Home Banking Financial Institutions must employ “Big Data” analytics in the fight against financial crime

Financial Institutions must employ “Big Data” analytics in the fight against financial crime

by internationalbanker

Mike Urban - FISERVBy Mike Urban, Director, Financial Crime Risk Management, Fiserv 

 

 

In recent years there has been an explosion in both banking access channels and real-time payment methods meaning that monitoring financial transactions and ensuring that they are secure and legitimate has become increasingly challenging. Criminals are taking advantage of this huge increase in volume and are using ever evolving methods of attack including malware and Distributed Denial of Service (DDoS) to compromise technology systems. This challenge is only set to increase with the growth of mobile banking (with users expected to exceed 1 billion by 2017) presenting its own unique set of challenges. Fighting payments fraud has become one of the greatest challenges for financial organisations across the globe. 

The Threat 

The introduction of the Faster Payments Scheme in the UK in 2008 enabled phone, internet and standing order payments to move quickly and securely, almost at the touch of a button, 24 hours a day.  While this had positive benefits on both vendors and consumers it unsurprisingly led to increases in online banking fraud losses. 

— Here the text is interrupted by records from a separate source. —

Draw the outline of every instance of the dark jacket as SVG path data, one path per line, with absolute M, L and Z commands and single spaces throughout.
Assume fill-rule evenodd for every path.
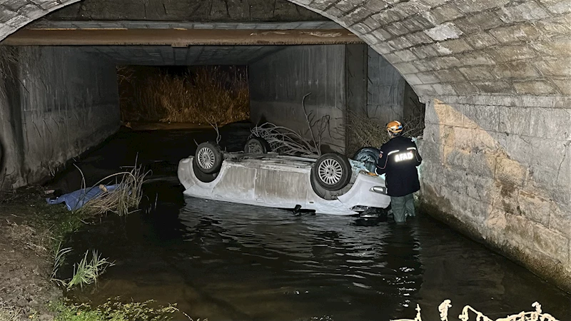
M 386 173 L 385 183 L 390 196 L 405 196 L 420 189 L 418 171 L 423 158 L 412 139 L 397 136 L 380 146 L 377 173 Z

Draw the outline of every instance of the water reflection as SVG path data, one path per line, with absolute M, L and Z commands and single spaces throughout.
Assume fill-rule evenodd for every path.
M 569 296 L 427 218 L 399 226 L 296 216 L 170 188 L 158 188 L 148 214 L 90 226 L 74 238 L 74 248 L 97 248 L 117 262 L 96 291 L 76 295 L 176 302 L 211 320 L 390 320 L 413 317 L 416 303 L 425 320 L 438 320 L 431 317 L 447 298 L 451 315 L 472 304 L 500 317 L 530 310 L 532 297 L 556 316 L 570 315 Z

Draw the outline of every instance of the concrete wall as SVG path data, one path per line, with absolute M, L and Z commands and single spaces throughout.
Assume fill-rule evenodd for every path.
M 368 50 L 367 116 L 385 125 L 404 114 L 405 78 L 373 49 Z
M 20 47 L 16 58 L 0 100 L 2 188 L 42 180 L 120 126 L 111 63 L 58 47 Z
M 428 103 L 425 210 L 571 290 L 571 97 Z
M 249 69 L 252 121 L 285 125 L 310 138 L 301 101 L 315 119 L 330 116 L 331 135 L 325 143 L 343 151 L 345 136 L 333 130 L 343 126 L 345 108 L 344 45 L 288 47 L 251 64 Z
M 443 102 L 427 111 L 427 118 L 428 114 L 435 113 L 437 107 L 440 116 L 427 120 L 426 136 L 432 135 L 430 131 L 434 129 L 430 129 L 430 125 L 436 126 L 438 130 L 438 135 L 433 135 L 432 141 L 427 143 L 425 156 L 426 164 L 432 163 L 435 168 L 430 169 L 427 165 L 424 177 L 433 173 L 445 178 L 447 184 L 443 185 L 436 180 L 443 178 L 435 177 L 423 182 L 425 200 L 441 205 L 443 210 L 435 211 L 434 215 L 445 213 L 447 214 L 440 214 L 445 215 L 443 219 L 457 218 L 457 221 L 466 223 L 464 226 L 471 235 L 485 238 L 487 244 L 499 245 L 502 251 L 512 253 L 517 261 L 571 291 L 568 260 L 571 215 L 566 209 L 571 202 L 565 196 L 568 184 L 560 183 L 560 180 L 565 180 L 560 176 L 566 177 L 562 173 L 569 168 L 568 146 L 562 146 L 569 139 L 552 136 L 569 133 L 567 118 L 562 115 L 568 112 L 570 103 L 565 101 L 571 95 L 570 1 L 290 1 L 358 35 L 403 75 L 423 101 L 433 103 L 433 98 L 437 98 Z M 26 0 L 11 0 L 8 4 L 0 4 L 0 39 L 54 10 L 54 6 L 69 2 L 34 0 L 36 4 L 32 4 Z M 495 103 L 490 102 L 495 99 Z M 490 106 L 496 108 L 487 108 Z M 505 119 L 503 127 L 500 127 L 500 119 Z M 535 123 L 531 119 L 536 120 Z M 543 121 L 552 119 L 552 122 Z M 495 124 L 498 128 L 493 127 Z M 444 130 L 440 131 L 441 127 Z M 495 139 L 496 136 L 497 139 Z M 457 153 L 465 156 L 459 156 L 463 160 L 458 160 L 458 169 L 454 170 L 448 169 L 453 163 L 448 167 L 443 165 L 445 160 L 449 162 L 450 155 L 445 154 L 443 149 L 448 146 L 447 151 L 450 151 L 451 141 L 454 141 Z M 562 153 L 565 156 L 562 157 Z M 482 161 L 482 158 L 487 161 L 490 155 L 496 160 L 493 178 L 482 180 L 487 183 L 478 185 L 481 188 L 468 189 L 468 183 L 463 177 L 470 177 L 474 170 L 479 170 L 478 165 L 487 163 Z M 547 159 L 540 163 L 541 158 Z M 515 165 L 505 165 L 512 163 L 510 160 Z M 555 175 L 557 160 L 560 165 L 558 174 Z M 445 167 L 447 170 L 443 171 Z M 522 169 L 525 175 L 520 175 L 515 168 Z M 492 175 L 490 167 L 480 170 L 482 174 L 476 176 Z M 515 182 L 513 190 L 507 188 L 500 188 L 498 192 L 490 183 L 522 176 L 525 178 Z M 555 186 L 567 186 L 566 190 L 560 190 L 562 198 L 548 185 L 554 178 Z M 443 186 L 458 188 L 438 190 Z M 427 188 L 429 187 L 435 192 L 432 193 Z M 520 199 L 520 191 L 526 190 L 532 195 L 544 196 L 531 201 L 524 194 Z M 543 213 L 545 217 L 547 215 L 545 203 L 550 204 L 550 208 L 551 204 L 565 206 L 562 208 L 554 205 L 549 222 L 538 223 L 529 218 L 529 214 L 510 214 L 505 209 L 499 212 L 503 213 L 503 216 L 496 215 L 497 211 L 492 214 L 492 210 L 487 210 L 489 207 L 478 205 L 468 209 L 468 204 L 473 206 L 472 199 L 476 199 L 470 194 L 475 195 L 477 192 L 482 194 L 479 198 L 492 198 L 492 209 L 501 210 L 502 204 L 517 202 L 520 208 L 522 205 L 527 206 L 523 212 Z M 482 208 L 485 209 L 483 213 Z M 479 218 L 470 220 L 469 217 Z M 482 221 L 487 222 L 485 225 Z M 492 236 L 494 231 L 506 235 L 495 239 Z M 507 240 L 508 235 L 513 240 Z M 543 235 L 552 238 L 547 240 Z M 516 243 L 517 246 L 511 247 Z M 557 249 L 552 244 L 557 245 Z M 555 250 L 563 253 L 562 256 L 555 258 L 558 255 L 554 253 Z
M 421 116 L 423 104 L 400 73 L 370 47 L 368 56 L 367 116 L 381 125 Z

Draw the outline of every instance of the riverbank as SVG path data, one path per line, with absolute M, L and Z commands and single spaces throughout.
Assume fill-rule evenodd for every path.
M 74 223 L 63 205 L 49 205 L 44 195 L 39 188 L 0 192 L 0 307 L 6 315 L 52 320 L 47 303 L 63 298 L 50 282 L 52 254 Z
M 110 298 L 99 306 L 74 304 L 54 279 L 61 244 L 86 223 L 65 205 L 48 205 L 46 191 L 28 187 L 0 192 L 0 320 L 169 320 L 176 305 L 151 301 L 121 302 Z M 73 263 L 66 263 L 72 265 Z

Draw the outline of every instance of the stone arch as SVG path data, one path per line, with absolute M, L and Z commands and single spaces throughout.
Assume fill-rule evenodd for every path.
M 7 0 L 0 39 L 77 1 Z M 357 34 L 427 103 L 433 215 L 571 291 L 570 1 L 288 1 Z
M 0 39 L 78 1 L 10 0 L 0 5 Z M 420 96 L 571 94 L 565 0 L 288 1 L 357 34 Z

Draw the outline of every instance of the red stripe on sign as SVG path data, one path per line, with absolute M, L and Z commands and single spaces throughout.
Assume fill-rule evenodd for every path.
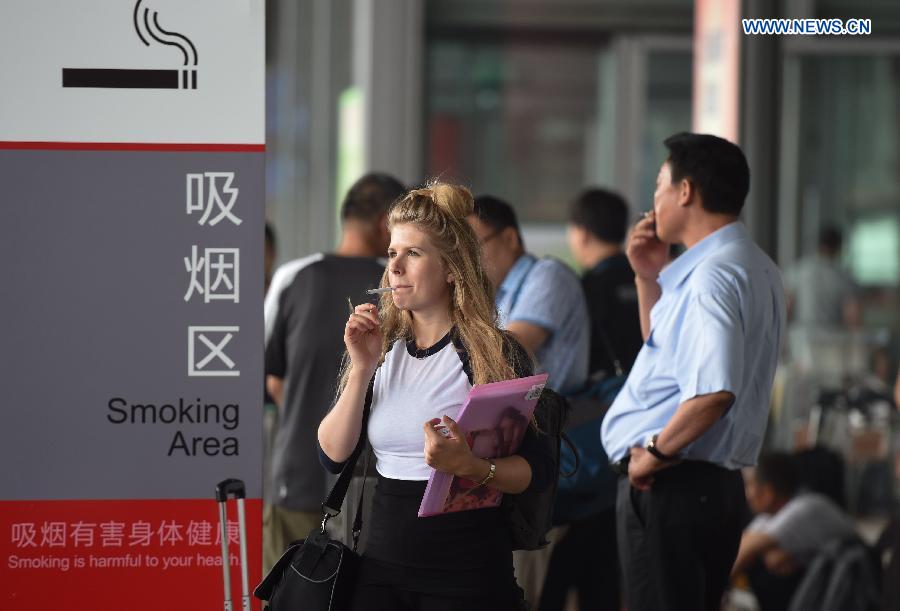
M 0 150 L 21 151 L 169 151 L 197 153 L 264 153 L 265 144 L 187 144 L 177 142 L 13 142 L 0 140 Z
M 226 536 L 240 609 L 235 505 Z M 252 594 L 262 575 L 262 501 L 248 499 L 246 513 Z M 0 501 L 0 608 L 221 609 L 220 533 L 213 499 Z

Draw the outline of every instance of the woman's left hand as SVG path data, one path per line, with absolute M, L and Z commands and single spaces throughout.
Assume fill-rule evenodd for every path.
M 435 426 L 447 427 L 450 435 L 445 437 L 435 430 Z M 481 459 L 472 454 L 465 435 L 449 416 L 432 418 L 425 423 L 425 462 L 429 467 L 460 477 L 471 479 L 478 471 Z

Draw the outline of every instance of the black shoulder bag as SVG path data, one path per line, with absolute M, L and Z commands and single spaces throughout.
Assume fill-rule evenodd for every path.
M 281 559 L 272 567 L 253 591 L 259 599 L 268 601 L 267 611 L 344 611 L 350 606 L 356 570 L 359 565 L 357 545 L 362 532 L 362 506 L 365 492 L 365 473 L 369 470 L 371 450 L 366 453 L 363 490 L 360 492 L 353 520 L 353 548 L 328 536 L 328 520 L 341 513 L 344 497 L 353 479 L 353 470 L 366 446 L 366 423 L 369 406 L 363 411 L 363 425 L 359 442 L 347 459 L 341 475 L 322 503 L 322 525 L 314 528 L 306 539 L 291 543 Z

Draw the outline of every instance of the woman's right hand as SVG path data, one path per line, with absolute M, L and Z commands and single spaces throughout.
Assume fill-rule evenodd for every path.
M 669 245 L 656 235 L 654 212 L 645 214 L 631 230 L 625 252 L 638 278 L 656 282 L 659 272 L 669 261 Z
M 362 303 L 354 308 L 344 327 L 344 345 L 353 367 L 371 375 L 381 358 L 381 322 L 378 308 Z

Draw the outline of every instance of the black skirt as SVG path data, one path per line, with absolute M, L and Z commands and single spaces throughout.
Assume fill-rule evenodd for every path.
M 360 581 L 452 596 L 521 596 L 499 508 L 420 518 L 426 482 L 378 477 Z

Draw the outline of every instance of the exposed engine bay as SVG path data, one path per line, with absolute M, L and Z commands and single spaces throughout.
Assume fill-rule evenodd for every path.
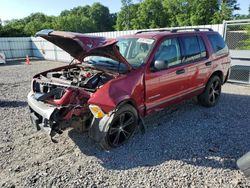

In the past year wire fraud incidents alone have led to million dollar losses at institutions in multiple locations and industry experts to speculate that an attack could potentially have a systemic impact on a major financial institution in the near future. Financial crime has become an arms race between banks, risk managers and criminals. Financial institutions must have robust prevention and detection strategies in place in order to protect both themselves and their clients against this threat. 

In addition, the explosion of access channels in payments– through online, mobile, apps and increasing transaction volumes have escalated the rate of false positives from standard fraud detection rules. This places an additional burden on institutions as more time has to be spent conducting additional research and checks before approving or denying a transaction, reducing operational efficiency and driving up costs. 

The Defence Tools 

Leading the fight against payments fraud is Big Data analytics which play a critical role in helping institutions adapt their existing crime-fighting strategies to meet the techniques of fraudsters. Real-time analytics to detect crime have now become essential to combat fraudsters who are using rapidly evolving attack scenarios, exploiting multi-channel vulnerabilities and compromising payments systems on an expanded scale. 

Strategies to combat financial crime today are, in many ways, similar to the approaches employed by financial institutions when digital payments were first introduced years ago. Predictive analytics have long been a powerful weapon in the fight against criminals, and variations of other financial crime fighting techniques – behaviour monitoring, network analysis, pattern recognition and profiling – have been key components of banks’ fraud detection strategies for decades. But today, Big Data is changing the game. 

While banks have been employing these strategies for decades, what Big Data has done is to enable banks to deploy real-time analytics on a massive scale to meet these growing threats. Big Data analytics systems can also integrate data from external sources, helping to create a much bigger picture of the customer and their behavior. Financial fraudsters are becoming increasingly sophisticated and daring, raising the potential for serious disruption to the entire financial system. Financial institutions must have effective, real-time crime detection analytics in place. 

The Defence Strategy 

To meet the financial crime risks that could accompany real-time payments, institutions must implement a financial crime risk management strategy that employs a multi-faceted analytic approach to detecting and mitigating financial crime. A range of techniques are used to detect financial crime but the core of any analytics system is built around behavioural profiling. By profiling and tracking the behaviour of an individual account from initial client onboarding, through to transaction monitoring and customer management, it becomes possible to detect unusual account activity. A combination of behavioural profiling, real-time detection scenarios and predictive analytics provides the most accurate results. Big Data enables financial institutions to provide these services on a scale that simply wasn’t possible even five years ago. 

The stage at which an institutions’ fraud prevention and detection systems will flag a transaction as potentially fraudulent depends on the risk profile of the individual or organisation involved and the defences that financial institutions have in place at any point in time need to be flexible enough to react to evolving typologies of financial crime. Such rapid change requires technologies, models and solutions that can be focused on preventing specific fraud attacks. What’s more, financial institutions must be empowered to effect this change themselves based on their changing risk exposure. 

Financial institutions must be able to demonstrate to their customers and shareholders that they can manage the risks arising from payments fraud and other types of financial crime. They must be able to demonstrate to customers that they have adequate safeguards in place to protect both confidential information and financial assets. They must also be able to demonstrate to regulators that they have robust systems in place to prevent financial crime. Big Data analytics tools which combine behavioural profiling, real-time detection scenarios and predictive analytics are fast becoming the industry standard, enabling banks that employ these tools to make informed and accurate decisions quickly and flexibly.